Noah Baumbach’s Greenberg is a movie devoid of ambition.  Little happens, and anything that does is superficial and non-challenging.  The real tragedy is that the film so readily embraces this nonchalance and seems to excuse it as a statement about society.

Roger Greenberg (Ben Stiller) is house-sitting for his brother Phillip (Chris Messina), after being treated for a nervous breakdown.  Rather than pushing himself to do something worthwhile, he leads his own personal crusade against initiative.  Somehow all of his whining catches the eye of his brother’s drugged out P.A., Florence Marr (Greta Gerwig).  Roger re-unites with an old friend, Ivan (Rhys Ifans), and their interactions are wholly uninteresting.  As Roger and Florence bring Phillip’s dog to the vet and back, they form a bond out of their shared low standards and sexual frustration.  They fight and get back together, then the movie ends.  There are a couple of missed moments and shallow tangents, but at heart, nothing happens.

The few highlights of the movie were slight jokes that, albeit hysterical, would have been equally hysterical within any story.  One such line was used to describe an old fling: “If you worked with her in an office you’d have a crush on her, but outside of that you’d start to wonder if she really was as cute as you’d thought.” While this is a slightly insightful comment about office crushes, its inclusion in this particular movie feels rather arbitrary. The best jokes in Baumbach’s masterpiece, The Squid and the Whale, were equally rib-tickling, but actually served a purpose within the story (i.e. the left-handed desk).

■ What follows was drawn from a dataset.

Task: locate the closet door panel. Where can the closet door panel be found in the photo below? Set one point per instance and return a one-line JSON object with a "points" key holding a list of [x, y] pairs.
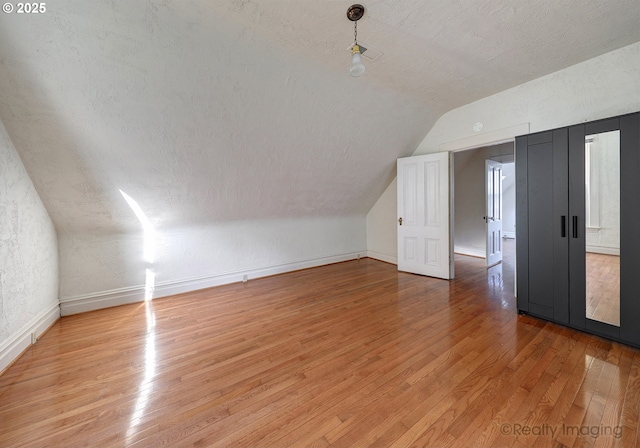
{"points": [[540, 223], [630, 228], [561, 225], [577, 266], [522, 225]]}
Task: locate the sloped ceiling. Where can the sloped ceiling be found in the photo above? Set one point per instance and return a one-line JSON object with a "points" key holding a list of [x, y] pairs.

I left the movie and didn’t think about it until now.  This movie fades almost immediately from the memory.  It contains nothing requiring further contemplation.  Writing this review has been like trying to remember the color of my shoes’ soles.  The real danger of this movie is that its utter lack of substance might be mistaken for a substantial statement about the lack of substantial problems plaguing our generation.  I assure everyone though, it’s really just a frivolous journey into a shallow body of water.